Судя по плану первой половины XVII века, на усадьбе Пожарского, кроме хозяйственных построек, стояли три жилых дома: два больших, один в южной части владения, ближе к Фуркасовскому переулку, другой – в северной части и третий – маленький – на углу Большой Лубянки и ныне застроенного переулка. Главный жилой дом Пожарского был, видимо, тот, который стоял ближе к Фуркасовскому, потому что именно его наследовала после смерти князя его вдова Феодора Андреевна, урожденная княгиня Голицына, а другой достался его сестре Дарье Михайловне, бывшей замужем за князем Хованским. Поэтому впоследствии усадьба Пожарского оказалась во владении Голицыных и Хованских.
В 1913 году на углу Большой Лубянки и Фуркасовского переулка была установлена мраморная доска с надписью: «Здесь был дом, в котором жил освободитель Москвы от поляков в 1612 г. князь Дмитрий Михайлович Пожарский».
К сожалению, изображения дома князя Пожарского ни до пожара 1612 года, ни после восстановления его в 1620–1630-х годах не имеется. Но еще в первые десятилетия нашего века сохранялись фрагменты самого дома, о чем есть сведения в мемуарах современников.
«Московская кондитерская фабрика Эйнем выпускала шоколад, в обертку которого вкладывался кусок блестящего картона с многокрасочной репродукцией из серии „Старая Москва“, – рассказывает театральный администратор Илья Шнейдер, вспоминая свои школьные годы, пришедшиеся на это время. – На одной из них был изображен Кузнецкий мост в начале XVII столетия: среди зеленых лужков течет тихая Неглинка. Через нее перекинут деревянный мост, около которого приткнулись две убогие кузницы с пылающими горнами. От моста в гору убегает проселок, облепленный с двух сторон избами и деревянными постройками. И только на самом верху, с левой стороны, одиноко высится желтое каменное здание с куполом и флагом над ним.

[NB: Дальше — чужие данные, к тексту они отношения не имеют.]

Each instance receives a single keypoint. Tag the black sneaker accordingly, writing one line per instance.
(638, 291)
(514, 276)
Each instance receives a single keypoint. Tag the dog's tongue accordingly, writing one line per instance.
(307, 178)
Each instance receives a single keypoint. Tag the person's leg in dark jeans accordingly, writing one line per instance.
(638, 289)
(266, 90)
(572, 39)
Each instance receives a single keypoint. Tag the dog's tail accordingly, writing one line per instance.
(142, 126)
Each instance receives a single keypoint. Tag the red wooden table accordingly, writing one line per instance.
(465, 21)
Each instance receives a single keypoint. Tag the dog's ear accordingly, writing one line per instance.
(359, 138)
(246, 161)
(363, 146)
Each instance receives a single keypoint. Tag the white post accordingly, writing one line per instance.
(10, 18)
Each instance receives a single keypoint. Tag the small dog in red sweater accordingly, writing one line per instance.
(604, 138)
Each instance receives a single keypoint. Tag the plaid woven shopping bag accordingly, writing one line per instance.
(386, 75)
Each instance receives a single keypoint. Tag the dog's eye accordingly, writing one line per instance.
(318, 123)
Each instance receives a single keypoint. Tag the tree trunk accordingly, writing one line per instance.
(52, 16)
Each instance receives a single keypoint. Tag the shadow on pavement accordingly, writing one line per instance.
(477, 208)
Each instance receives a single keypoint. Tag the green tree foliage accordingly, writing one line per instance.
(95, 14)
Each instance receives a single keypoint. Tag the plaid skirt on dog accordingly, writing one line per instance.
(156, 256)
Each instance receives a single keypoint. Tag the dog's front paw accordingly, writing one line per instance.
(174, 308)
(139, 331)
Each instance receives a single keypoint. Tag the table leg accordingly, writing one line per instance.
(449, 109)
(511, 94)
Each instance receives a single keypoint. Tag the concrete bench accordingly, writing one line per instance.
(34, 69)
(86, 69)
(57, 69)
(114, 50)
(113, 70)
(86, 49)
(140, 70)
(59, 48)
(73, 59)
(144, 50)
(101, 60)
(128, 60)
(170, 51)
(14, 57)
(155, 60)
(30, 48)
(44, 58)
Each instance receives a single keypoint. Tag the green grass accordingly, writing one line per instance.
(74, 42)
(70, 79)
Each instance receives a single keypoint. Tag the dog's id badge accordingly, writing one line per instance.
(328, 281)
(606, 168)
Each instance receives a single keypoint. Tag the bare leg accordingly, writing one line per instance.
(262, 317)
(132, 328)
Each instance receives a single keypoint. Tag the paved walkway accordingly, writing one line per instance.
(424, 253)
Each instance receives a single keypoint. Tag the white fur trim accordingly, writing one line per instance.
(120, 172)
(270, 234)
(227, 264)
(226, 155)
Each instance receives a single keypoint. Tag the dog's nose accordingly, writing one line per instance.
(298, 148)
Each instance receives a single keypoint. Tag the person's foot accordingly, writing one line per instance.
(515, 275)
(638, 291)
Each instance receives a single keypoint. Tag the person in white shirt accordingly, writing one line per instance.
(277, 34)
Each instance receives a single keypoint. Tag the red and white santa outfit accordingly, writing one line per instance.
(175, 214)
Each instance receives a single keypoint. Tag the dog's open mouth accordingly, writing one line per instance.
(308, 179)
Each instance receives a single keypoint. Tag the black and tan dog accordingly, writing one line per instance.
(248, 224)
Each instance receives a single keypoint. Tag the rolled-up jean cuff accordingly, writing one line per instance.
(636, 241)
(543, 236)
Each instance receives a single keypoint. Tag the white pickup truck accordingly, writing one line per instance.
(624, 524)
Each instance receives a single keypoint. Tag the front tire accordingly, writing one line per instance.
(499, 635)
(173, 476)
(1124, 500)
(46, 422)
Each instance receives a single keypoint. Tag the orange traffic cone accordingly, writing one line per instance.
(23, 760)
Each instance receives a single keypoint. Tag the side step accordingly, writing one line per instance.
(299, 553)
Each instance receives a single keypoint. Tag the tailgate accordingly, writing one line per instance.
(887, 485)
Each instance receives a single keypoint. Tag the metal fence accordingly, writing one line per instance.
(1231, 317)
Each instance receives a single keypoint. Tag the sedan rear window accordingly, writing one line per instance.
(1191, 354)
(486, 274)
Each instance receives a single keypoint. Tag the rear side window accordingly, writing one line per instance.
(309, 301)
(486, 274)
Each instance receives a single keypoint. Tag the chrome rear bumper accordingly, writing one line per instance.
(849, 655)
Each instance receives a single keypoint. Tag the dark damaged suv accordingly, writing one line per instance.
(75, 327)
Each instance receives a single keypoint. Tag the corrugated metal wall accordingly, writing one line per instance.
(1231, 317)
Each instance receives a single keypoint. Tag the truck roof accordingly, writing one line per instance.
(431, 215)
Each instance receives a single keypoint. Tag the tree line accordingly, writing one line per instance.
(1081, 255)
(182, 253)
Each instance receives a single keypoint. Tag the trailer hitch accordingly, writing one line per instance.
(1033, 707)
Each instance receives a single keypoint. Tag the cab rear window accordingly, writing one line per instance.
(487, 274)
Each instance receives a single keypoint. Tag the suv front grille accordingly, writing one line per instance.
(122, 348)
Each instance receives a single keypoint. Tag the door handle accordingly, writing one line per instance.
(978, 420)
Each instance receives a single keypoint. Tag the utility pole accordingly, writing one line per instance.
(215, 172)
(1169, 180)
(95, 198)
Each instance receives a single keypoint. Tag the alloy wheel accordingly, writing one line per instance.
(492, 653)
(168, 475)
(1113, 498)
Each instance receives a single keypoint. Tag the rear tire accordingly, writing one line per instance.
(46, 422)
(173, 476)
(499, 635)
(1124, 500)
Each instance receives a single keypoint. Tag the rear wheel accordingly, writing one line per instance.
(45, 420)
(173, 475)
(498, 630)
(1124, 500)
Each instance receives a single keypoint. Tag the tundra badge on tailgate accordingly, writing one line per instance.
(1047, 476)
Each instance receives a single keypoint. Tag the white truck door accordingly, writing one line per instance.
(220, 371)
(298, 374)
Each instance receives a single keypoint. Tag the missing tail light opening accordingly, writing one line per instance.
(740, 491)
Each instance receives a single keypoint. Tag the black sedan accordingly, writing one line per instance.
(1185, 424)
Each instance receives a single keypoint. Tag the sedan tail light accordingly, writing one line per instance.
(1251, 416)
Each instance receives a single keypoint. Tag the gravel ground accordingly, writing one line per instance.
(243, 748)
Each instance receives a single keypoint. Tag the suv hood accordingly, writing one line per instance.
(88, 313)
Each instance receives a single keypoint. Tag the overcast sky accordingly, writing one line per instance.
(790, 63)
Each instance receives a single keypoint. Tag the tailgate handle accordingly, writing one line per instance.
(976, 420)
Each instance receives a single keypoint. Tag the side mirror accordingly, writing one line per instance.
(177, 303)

Это – дом князя Пожарского. (Видимо, автор дает описание по памяти, поэтому допускает неточность: эти открытки издавала не фабрика Эйнем, а другая крупная московская фирма кондитерских изделий – „Товарищество И. Л. Абрикосова“. – В. М.)
Он, – продолжает рассказ о доме Пожарского автор, – простоял столетия, много раз перестраивался, потерял все прежние очертания и сохранил лишь полуподвальный этаж с большими нависшими сводами. В годы моего детства это был большой двухэтажный дом, принадлежавший казенной 3-й гимназии… Вся внеклассная жизнь 3-й гимназии кипела „под сводами“. Этот термин вошел в быт гимназии, и „под сводами“ проходила часть дня всех учеников, от приготовишек до восьмиклассников. Туда после звонка, возвещавшего об окончании урока, неслись по железным лестницам с нарастающим гулом и гамом детские и юношеские фигурки в серых форменных костюмах, перетянутых черными поясами с начищенными металлическими пряжками и надписью „М-З-Г“».
Святитель Гермоген, Патриарх Всероссийский. Икона работы В. М. Васнецова
Князь Д. М. Пожарский. Парсуна ХVII в.
Перестроенный, но в основе своей сохранивший фрагменты палат XVII века, в которых жил князь Дмитрий Михайлович Пожарский, дом на Большой Лубянке был единственным в Москве мемориальным зданием, связанным с его именем, о чем москвичи помнили три века, передавая эту память из поколения в поколение.
Князья Пожарские по своему происхождению принадлежали к высшей знати – к Рюриковичам, но к младшей его линии. От седьмого сына великого князя Всеволода Большое Гнездо, получившего в удел город Стародуб на Черниговщине и поэтому именовавшегося князем Стародубским, в седьмом колене отделилась ветвь князей Пожарских. Их родоначальник князь Василий Андреевич сражался под знаменами Дмитрия Донского на Куликовом поле. Как утверждает предание, свое прозвище – Пожарский – он получил по опустошенной пожарами в те лихие годы своей главной вотчине, и, видимо, долго не восстановляемой, поэтому ее стали называть Погар, то есть погорелое место.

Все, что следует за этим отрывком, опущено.